We live in a world of information, i've said it time and again. It's the real currency of our lives. In my life, which is being geared towards an almost fanatic pursuit of information, it is vitally important to be as sure as possible of the integrity of information. Intellectual honesty, now more than ever, is the primary value in my career. No student worth calling herself a student would willfully be haphazard about research and the sources she uses. Once its on paper, once its published, that's it, its out there and it's attached to the writer's name. A single lie, a single slip, and no one will believe your work. No university (at least the ones that matter) will work with you. In this business of science, truth, information and publication, I firmly adhere to the belief that integrity is the ONLY value. Make mistakes because your human, but at least be honest about them. An honest mistake is better than a dishonest success.

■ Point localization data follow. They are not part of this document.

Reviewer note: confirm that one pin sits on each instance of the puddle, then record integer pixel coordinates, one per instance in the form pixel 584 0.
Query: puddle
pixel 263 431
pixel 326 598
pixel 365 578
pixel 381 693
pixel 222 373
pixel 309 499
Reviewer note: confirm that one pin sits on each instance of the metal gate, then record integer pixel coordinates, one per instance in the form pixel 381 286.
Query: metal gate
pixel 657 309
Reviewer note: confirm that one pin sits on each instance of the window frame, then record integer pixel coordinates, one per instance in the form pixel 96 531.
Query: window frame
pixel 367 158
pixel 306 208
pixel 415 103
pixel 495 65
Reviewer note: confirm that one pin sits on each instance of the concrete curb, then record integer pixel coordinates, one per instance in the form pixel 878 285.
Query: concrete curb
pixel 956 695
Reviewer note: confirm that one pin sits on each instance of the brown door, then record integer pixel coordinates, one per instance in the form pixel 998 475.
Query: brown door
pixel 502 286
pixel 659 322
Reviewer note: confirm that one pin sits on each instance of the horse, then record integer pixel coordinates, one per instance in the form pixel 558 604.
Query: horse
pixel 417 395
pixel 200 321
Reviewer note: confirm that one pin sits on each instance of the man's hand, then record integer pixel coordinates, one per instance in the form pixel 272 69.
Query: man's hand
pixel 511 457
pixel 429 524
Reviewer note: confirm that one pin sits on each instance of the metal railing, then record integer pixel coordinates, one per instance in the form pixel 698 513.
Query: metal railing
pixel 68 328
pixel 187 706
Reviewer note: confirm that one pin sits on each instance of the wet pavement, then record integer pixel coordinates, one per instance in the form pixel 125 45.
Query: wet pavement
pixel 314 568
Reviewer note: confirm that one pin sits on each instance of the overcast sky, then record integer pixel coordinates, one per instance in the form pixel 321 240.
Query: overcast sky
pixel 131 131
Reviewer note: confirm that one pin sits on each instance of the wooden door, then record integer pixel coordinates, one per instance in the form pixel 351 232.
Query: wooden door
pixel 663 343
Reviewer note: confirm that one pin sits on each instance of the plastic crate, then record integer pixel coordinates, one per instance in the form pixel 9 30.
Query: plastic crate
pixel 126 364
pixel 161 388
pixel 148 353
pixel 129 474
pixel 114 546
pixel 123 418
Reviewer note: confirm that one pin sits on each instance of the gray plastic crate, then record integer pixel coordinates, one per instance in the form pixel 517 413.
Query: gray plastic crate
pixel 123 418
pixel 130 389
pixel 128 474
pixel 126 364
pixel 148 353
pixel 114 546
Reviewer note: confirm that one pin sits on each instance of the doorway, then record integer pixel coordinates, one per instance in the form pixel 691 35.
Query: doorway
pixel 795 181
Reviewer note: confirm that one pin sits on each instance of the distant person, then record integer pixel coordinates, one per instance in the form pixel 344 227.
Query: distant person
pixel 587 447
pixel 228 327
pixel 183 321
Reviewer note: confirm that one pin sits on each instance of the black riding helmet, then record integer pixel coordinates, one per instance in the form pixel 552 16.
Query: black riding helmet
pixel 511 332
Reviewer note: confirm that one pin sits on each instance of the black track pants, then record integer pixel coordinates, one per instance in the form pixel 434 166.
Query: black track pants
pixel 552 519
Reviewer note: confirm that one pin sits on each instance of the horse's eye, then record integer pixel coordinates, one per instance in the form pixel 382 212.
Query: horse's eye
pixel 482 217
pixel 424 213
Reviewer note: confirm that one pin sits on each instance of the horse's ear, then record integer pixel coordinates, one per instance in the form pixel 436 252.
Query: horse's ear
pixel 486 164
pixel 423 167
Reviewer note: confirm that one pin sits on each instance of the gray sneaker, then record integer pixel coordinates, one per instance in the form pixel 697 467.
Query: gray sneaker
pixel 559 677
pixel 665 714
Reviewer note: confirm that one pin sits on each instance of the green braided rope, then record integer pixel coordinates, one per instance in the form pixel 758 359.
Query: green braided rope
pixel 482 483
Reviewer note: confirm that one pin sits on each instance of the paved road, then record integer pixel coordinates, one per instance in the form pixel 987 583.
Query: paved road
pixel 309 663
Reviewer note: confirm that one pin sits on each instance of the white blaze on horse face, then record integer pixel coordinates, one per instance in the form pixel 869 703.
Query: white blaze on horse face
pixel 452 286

A lot of students, in all levels, use Wikipedia. The problem is when they use it as a source in their research. Wikipedia just isn't reliable enough. I got the idea from Ian Casocot, Palanca awardee and a teacher of research writing here in Silliman. He said that there have been instances where information taken from Wikipedia either was wrong or outdated. What solidifies this allegation in my mind is the human element that really is the core of Wikipedia. And people make mistakes, individually and collectively.

I guess the whole point i'm trying to build up to here is that Wikipedia isn't an end source. Its a jump-off for research, giving you ideas of what to look up. The most reliable internet sources remain those with a .edu attached to their URL. Wikipedia provides links to these, and that's where the endeavoring student needs to look.